# Summer Trip



## Got Fish? (Dec 31, 2014)

Hey everyone! I have the opportunity to take a trip to Florida to surf fish. I haven't decided where I want to go, so I would love your guys' recommendations. I'm not quite sure what fish are in the Florida waters, but I would enjoy catching Pompano. Any advice would be appreciated!


----------



## Got Fish? (Dec 31, 2014)

More specifically, my biggest struggle is deciding where to go. I can go virtually anywhere in Florida, but I have never been there and have no knowledge of where I should go. Thanks for an advice!


----------



## greasemonkey54 (May 12, 2010)

Other than fishing what else do you want in a vacation?


----------



## Got Fish? (Dec 31, 2014)

It will be a fishing trip so just that ! We'd prefer a hotel if possible to avoid renting


----------



## greasemonkey54 (May 12, 2010)

Its a big state with many fisheries, for pure fishing I'd say the keys. Ocean or gulf. Offshore or in? Its all there


----------



## Got Fish? (Dec 31, 2014)

Ok, I plan on staying strictly to surf and inshore.. Are there public beahches in the keys for surf fishing?


----------



## andypat (Jan 7, 2004)

We caught pompano off the Venice jetties. That was our hang out for years. You won't catch pompano all the time, but when they do show up, every one catches them using a Silly Willy Jig with a teaser. Spring is probably best time for pompano at the Venice South jetty, and fishing off the beaches with sand fleas or the jig.












]


----------



## andypat (Jan 7, 2004)

You can also catch pompano fishing off the beaches in Venice FL. I lived there for 15 years, and fished there for about 25 years before we moved there. Pretty nice peaceful area. You also have Lemon Bay to wade, or go in boat. Good Luck!!


----------



## Got Fish? (Dec 31, 2014)

What are around in the summer? I'd enjoy catching jacks and pomps but not sure if they will be there...


----------



## andypat (Jan 7, 2004)

All kinds of fish you can catch in the summer anywhere you go in FL. Figure out where in FL. you are going, then ask your questions.


----------



## Got Fish? (Dec 31, 2014)

The plan is to go to West Palm Beach. Do you guys have any advice for us? We want to catch some pomps and jack crevalles. We will be bringing 3 9ft rods, a 12 ft ugly stik, and a 7 ft casting rod, as well as the casting net and sand flea rake. Any other suggestions for baits, time of year, rigs (I know about the river rig LOL), etc.?? Thanks! Tight Lines


----------



## ez2cdave (Oct 13, 2008)

Got Fish? said:


> The plan is to go to West Palm Beach. Do you guys have any advice for us? We want to catch some pomps and jack crevalles. We will be bringing 3 9ft rods, a 12 ft ugly stik, and a 7 ft casting rod, as well as the casting net and sand flea rake. Any other suggestions for baits, time of year, rigs (I know about the river rig LOL), etc.?? Thanks! Tight Lines


Contact Juno Bait & Tackle. They are the most honest Tackle Shop I hae found, when it come to accurate reports and advice !

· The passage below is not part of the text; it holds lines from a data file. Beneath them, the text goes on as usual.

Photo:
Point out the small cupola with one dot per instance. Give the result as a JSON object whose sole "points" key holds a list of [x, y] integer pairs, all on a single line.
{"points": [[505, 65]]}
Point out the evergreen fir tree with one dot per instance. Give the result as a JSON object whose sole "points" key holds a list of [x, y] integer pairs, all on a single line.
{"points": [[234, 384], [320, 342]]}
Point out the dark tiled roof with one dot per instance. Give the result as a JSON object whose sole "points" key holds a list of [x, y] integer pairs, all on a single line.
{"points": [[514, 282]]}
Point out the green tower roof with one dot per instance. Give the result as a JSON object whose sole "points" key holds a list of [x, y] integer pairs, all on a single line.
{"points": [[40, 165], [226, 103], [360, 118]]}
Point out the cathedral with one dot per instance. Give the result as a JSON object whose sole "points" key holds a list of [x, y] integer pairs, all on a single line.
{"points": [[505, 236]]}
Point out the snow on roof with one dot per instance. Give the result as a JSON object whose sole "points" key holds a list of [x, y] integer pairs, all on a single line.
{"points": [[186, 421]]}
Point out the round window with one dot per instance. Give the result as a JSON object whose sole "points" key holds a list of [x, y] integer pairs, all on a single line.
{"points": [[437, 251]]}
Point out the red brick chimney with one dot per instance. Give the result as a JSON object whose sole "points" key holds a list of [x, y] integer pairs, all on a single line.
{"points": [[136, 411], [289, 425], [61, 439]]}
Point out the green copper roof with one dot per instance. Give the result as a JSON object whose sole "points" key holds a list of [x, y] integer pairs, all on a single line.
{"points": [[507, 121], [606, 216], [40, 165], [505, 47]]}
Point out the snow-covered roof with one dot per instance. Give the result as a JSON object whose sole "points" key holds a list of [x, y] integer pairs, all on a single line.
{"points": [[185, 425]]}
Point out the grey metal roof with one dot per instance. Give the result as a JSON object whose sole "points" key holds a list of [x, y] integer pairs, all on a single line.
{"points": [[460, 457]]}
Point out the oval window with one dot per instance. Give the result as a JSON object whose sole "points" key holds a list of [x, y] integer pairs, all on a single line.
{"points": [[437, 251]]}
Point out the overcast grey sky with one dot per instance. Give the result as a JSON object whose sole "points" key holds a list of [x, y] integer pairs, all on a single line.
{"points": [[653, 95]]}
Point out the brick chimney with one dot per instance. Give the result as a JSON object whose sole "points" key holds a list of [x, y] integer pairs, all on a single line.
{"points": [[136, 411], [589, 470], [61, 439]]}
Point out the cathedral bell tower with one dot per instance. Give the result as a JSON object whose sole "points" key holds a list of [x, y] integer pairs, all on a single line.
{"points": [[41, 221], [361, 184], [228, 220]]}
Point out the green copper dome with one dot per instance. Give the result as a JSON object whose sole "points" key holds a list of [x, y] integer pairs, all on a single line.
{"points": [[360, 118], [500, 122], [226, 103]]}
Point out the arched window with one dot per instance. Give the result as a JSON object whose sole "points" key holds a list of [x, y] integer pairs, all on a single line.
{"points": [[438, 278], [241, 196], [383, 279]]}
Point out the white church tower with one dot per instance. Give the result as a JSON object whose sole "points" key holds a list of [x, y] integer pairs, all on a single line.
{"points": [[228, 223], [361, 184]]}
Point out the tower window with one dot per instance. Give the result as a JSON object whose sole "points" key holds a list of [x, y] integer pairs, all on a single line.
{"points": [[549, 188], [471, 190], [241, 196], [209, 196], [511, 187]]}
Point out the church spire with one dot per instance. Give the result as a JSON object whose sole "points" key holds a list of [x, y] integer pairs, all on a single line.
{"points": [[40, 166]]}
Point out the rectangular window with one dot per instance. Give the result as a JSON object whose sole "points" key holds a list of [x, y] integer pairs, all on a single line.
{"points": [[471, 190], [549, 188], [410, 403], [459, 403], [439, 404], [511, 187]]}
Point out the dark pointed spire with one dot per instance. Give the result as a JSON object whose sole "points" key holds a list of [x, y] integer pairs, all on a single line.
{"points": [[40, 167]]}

*http://www.junobait.com/*

Owner: Todd Mitchell
Manager: Eric Gates

Juno Bait
12770 US HWY 1
Juno Beach, Fl 33408

Phone (561) 694-2797

Website: www.junobait.com

Email: [email protected]

Hours:
Monday-Friday: 7:15AM-6PM
Saturday: 6AM-6PM
Sunday: 6AM-5PM
Holiday Hours may vary


----------



## Got Fish? (Dec 31, 2014)

ez2cdave said:


> Contact Juno Bait & Tackle. They are the most honest Tackle Shop I hae found, when it come to accurate reports and advice !
> 
> *http://www.junobait.com/*
> 
> ...



Thanks!


----------